According to Reuters, scientists discovered that shrimp have the oldest known cardiovascular systems after studying a fossil of an ancient shrimp's heart and blood vessels. The team named the fossil Fuxianhuia protensa, and found that the arthropod is a relative of crabs, shrimp and lobsters. 

The research team, which is lead by study researcher Xiaoya Ma, a paleontologist at the Natural History Museum in London, published its findings in the journal Nature Communications.

"It is an extremely rare and unusual case that such a delicate organ system can be preserved in one of the oldest fossils and in exquisite detail," Ma told Reuters. "However, under very exceptionally circumstances, soft tissue and anatomical organ systems can also be preserved in fossils."

The fossil, which was found in the Yunnan Province in southwestern China, dates back to a period when the "Cambrian Explosion" killed a majority of Earth's species. 

"Fuxianhuia is relatively abundant, but only extremely few specimens provide evidence of even a small part of an organ system, not even to speak of an entire organ system," said Nicholas Strausfeld, director at the University of Arizona Center for Insect Science. "The animal looks simple, but its internal organization is quite elaborate. For example, the brain received many arteries, a pattern that appears very much like a modern crustacean."
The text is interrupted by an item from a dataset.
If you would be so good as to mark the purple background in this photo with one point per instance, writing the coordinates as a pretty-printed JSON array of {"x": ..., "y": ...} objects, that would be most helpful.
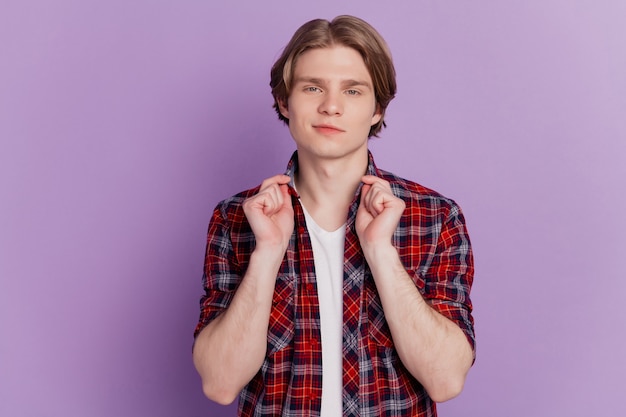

The researchers found a tubular heart in the middle of the fossil's body, with vessels connecting it to its antennae, eyes, legs and brain. Not all animals have a cardiovascular system, so researchers were excited to find that ancient creatures bore similarities to animals that are alive today. 

"It appears to be the ground pattern from which others have evolved," Strausfeld said. "Different groups of crustaceans have vascular systems that have evolved into a variety of arrangements but they all refer back to what we see in Fuxianhuia.

"Over the course of evolution, certain segments of the animals' body became specialized for certain things, while others became less important and, correspondingly, certain parts of the vascular system became less elaborate," he added. 

The researchers now plan to analyze the specimen further, and possibly recreate how F. protensa would have behaved 520 million years ago. 

"With that, we can now start speculating about behavior," Strausfeld said. "Because of well-supplied blood vessels to its brain, we can assume this was a very active animal capable of making many different behavioral choices."